Thursday, June 21, 2007

English-only workplaces spark lawsuits

"White Americans, what?

Nothing better to do?

Why don't you kick yourself out?

You're an immigrant too!"

-- Jack White, Icky Thump (2007).

Immigration reform continues to be a hot button issue, and a recent rash of lawsuits continues to fuel the debate over whether an “English-only” rule constitutes national origin discrimination. The EEOC’s position is that a “rule requiring employees to speak only English at all times in the workplace is a burdensome term and condition of employment” and presumptively “violates Title VII.” 29 C.F.R. § 1606.7(a). According to the EEOC, an “employer may have a rule requiring that employees speak only in English at certain times where the employer can show that the rule is justified by business necessity.” 29 C.F.R. § 1606.7(b). The majority of federal courts, however, have shown some tolerance of “English-only” rules.
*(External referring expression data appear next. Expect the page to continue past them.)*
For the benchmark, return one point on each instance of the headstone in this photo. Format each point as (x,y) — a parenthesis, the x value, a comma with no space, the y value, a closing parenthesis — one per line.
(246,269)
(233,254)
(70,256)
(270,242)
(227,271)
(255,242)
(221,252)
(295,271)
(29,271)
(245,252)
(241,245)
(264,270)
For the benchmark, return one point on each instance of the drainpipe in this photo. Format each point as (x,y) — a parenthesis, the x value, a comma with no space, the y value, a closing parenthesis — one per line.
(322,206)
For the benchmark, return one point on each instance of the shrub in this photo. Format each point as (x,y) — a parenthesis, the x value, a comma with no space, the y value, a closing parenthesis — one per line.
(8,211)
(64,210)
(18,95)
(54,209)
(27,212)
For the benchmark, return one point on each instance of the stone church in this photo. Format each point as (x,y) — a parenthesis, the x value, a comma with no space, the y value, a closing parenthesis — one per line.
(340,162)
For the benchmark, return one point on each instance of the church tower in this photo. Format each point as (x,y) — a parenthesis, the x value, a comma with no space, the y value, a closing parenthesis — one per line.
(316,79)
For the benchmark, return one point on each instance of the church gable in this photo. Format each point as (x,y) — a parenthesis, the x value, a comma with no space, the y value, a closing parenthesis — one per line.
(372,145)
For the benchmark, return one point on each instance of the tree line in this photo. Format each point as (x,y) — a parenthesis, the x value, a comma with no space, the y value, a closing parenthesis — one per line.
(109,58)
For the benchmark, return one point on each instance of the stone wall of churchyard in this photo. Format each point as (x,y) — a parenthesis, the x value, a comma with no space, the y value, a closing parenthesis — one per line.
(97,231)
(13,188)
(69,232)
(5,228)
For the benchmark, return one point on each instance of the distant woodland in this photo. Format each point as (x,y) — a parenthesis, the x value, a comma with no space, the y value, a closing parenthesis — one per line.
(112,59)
Generally, Courts will uphold an English-only rule if the employer can show a legitimate business justification for the requirement. Examples of legitimate business justifications that have been found to justify an English-only requirement are:
  • Stemming hostility among employees.
  • Fostering politeness to customers.
  • Promoting communication with customers, coworkers, or supervisors who only speak English.
  • Enabling employees to speak a common language to promote safety or enable cooperative work assignments.
  • Facilitating a supervisor’s ability monitor the performance of an employee.
  • Furthering interpersonal relations among employees.
Employers should be careful, however, to limit the reach of an English-only requirement only as far as it necessary to reach the articulated business rationale for the policy. For example, English-only requirements have been struck down as discriminatory where the policy included lunch hours, breaks, and even private telephone conversations. You should consult with employment counsel before implementing any English-language requirements in your workplace to ensure that the policy is not discriminatory as written or as applied.